9. Que faire en cas de décollement de l’attache ou de douleur inhabituelle?
10. Quels éléments pourraient conduire à modifier le protocole, notamment une ankylose ou une résorption radiculaire?
Ces questions ne remplacent pas l’examen clinique. Elles permettent néanmoins de vérifier que la chirurgie est intégrée dans une stratégie orthodontique complète. Le geste opératoire n’a de sens que s’il existe une trajectoire de sortie et une place fonctionnelle pour la canine.
Une intervention ciblée, mais un traitement global
Le dégagement chirurgical d’une canine incluse repose sur une succession logique: localiser la dent, analyser ses rapports anatomiques, choisir une voie d’exposition, dégager la couronne avec une ostectomie limitée, fixer une attache, puis appliquer une traction légère et contrôlée. Chaque étape répond à une contrainte précise.

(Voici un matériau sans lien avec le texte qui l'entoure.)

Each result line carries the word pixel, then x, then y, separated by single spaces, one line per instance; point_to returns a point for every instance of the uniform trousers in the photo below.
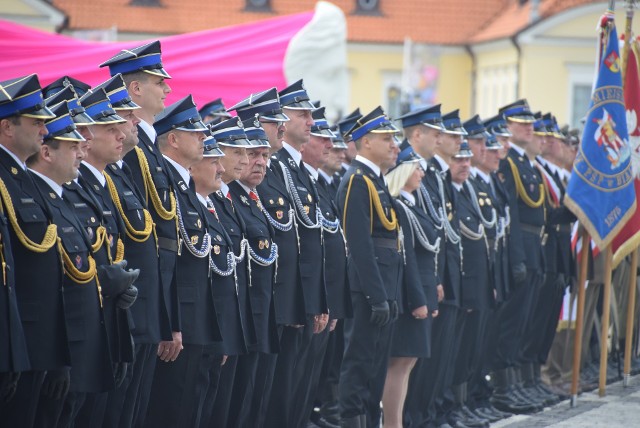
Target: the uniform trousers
pixel 445 400
pixel 364 364
pixel 283 401
pixel 513 319
pixel 126 406
pixel 21 410
pixel 179 388
pixel 540 308
pixel 330 375
pixel 546 316
pixel 308 373
pixel 215 412
pixel 251 389
pixel 427 377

La préparation par CBCT, lorsque son indication est retenue, réduit l’incertitude anatomique. Le choix entre exposition ouverte et fermée dépend de la position réelle de la canine, et non d’une règle automatique. La phase orthodontique exige ensuite de la patience, car la biologie osseuse impose ses propres délais. Enfin, la surveillance du parodonte et des racines voisines est aussi importante que l’obtention de l’alignement visible.
Une canine incluse ne doit donc pas être abordée comme une dent simplement en retard. C’est une pathologie d’éruption qui exige un diagnostic différentiel, une planification radiologique et une réhabilitation orthodontique progressive. Le pronostic ne peut jamais être garanti à 100 %, notamment en présence d’une ankylose ou de résorptions radiculaires. En revanche, une préparation rigoureuse permet d’identifier ces risques, d’adapter la stratégie et de limiter les dommages sur les tissus environnants.